Esta mañana, la calle Virgen de Lluc de Madrid ha amanecido tomada por los efectivos de los antidisturbios. Un anciano de setenta y siete años, Emilio Botín García, ha sido desahuciado porque no puede pagar su hipoteca.
y una niña susurra a tu oído
que han desahuciado a la familia Botín.
NACHO VEGAS
El hombre que llora desconsoladamente sentado en el sofá tiene aspecto de buenazo. Lo delatan sus ojos de perro apaleado. Una persona con esos ojos no puede ser mala. La conclusión a la que uno llega al mirar esos ojos es que a ese hombre la vida no lo ha tratado con amabilidad. Miles de arrugas surcan su rostro, cubierto por una piel achicharrada por el sol. Apenas le queda pelo sobre la cabeza y el poco que hay es blanco como la nieve. Ese hombre se llama Emilio Botín García. Tiene 77 años. El sofá es de color crema, viejo y sucio. Fue comprado hace más de 30 años en una de las tiendas de muebles del barrio, pero como solía decir Paloma, la mujer de Emilio, todavía da el apaño. Paloma aún es capaz de recordar, como si lo hubiese acabado de comprar hace cinco minutos, lo que pagó por él: cincuenta mil pesetas de la época. Un pastón. Tuvo que pagarlo a plazos. Ahora, el sofá color crema, viejo y sucio, está ocupando parte de la acera. El resto de los muebles, que están para el arrastre, y unas cuantas cajas con ropa, vajilla, fotos viejas de las bodas de sus hijos y de las comuniones de sus nietos, y otras pertenencias de la familia Botín, ocupan el resto de la acera y parte de la calzada. La familia Botín no tiene sitio a dónde ir. Están, literalmente, en la puta calle.

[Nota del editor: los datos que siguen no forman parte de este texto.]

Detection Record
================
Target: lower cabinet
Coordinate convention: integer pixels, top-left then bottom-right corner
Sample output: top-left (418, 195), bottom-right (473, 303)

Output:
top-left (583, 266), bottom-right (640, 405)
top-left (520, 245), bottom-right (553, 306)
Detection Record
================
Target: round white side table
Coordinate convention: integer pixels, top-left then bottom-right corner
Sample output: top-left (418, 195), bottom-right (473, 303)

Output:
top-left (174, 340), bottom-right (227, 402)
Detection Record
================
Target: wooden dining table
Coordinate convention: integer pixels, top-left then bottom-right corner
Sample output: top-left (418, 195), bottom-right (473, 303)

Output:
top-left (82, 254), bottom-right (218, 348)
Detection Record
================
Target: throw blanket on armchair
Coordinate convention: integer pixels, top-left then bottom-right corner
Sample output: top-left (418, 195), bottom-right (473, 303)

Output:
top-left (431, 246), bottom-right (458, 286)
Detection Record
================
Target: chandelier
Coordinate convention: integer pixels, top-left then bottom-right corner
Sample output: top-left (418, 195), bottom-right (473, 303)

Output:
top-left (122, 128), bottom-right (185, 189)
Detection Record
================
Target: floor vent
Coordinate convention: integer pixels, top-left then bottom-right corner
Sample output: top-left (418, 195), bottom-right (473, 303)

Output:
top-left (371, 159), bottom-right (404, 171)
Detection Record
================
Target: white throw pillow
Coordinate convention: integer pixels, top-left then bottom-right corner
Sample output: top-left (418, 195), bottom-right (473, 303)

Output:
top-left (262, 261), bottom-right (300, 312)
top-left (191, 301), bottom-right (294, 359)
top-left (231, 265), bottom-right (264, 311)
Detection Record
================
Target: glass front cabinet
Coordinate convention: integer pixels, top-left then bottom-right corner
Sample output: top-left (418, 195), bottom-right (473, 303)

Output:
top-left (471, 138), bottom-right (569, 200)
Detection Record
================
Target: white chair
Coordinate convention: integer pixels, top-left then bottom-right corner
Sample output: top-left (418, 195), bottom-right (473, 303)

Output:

El hombre que llora desconsoladamente sentado en el sofá nació en Santander, el día 1 de octubre de 1934, justo cuando, muy cerca de su tierra, en Asturias, los obreros creyeron que las cosas podían cambiar y que si en Rusia había sido posible, en España no iba a ser menos. Pero en España fue menos. Y en vez de Revolución, lo que tuvieron Emilio y el resto de los españoles fue, sobre todo, una gran escasez de comida y de libertad. Emilio había nacido en una familia obrera, pobre y de izquierdas, lo que, sin duda, lo marcaría profundamente para el resto de su vida. ¡Me cago en dios!, solía decir cuando se cabreaba por motivos de dinero, si mi padre hubiera sido rico…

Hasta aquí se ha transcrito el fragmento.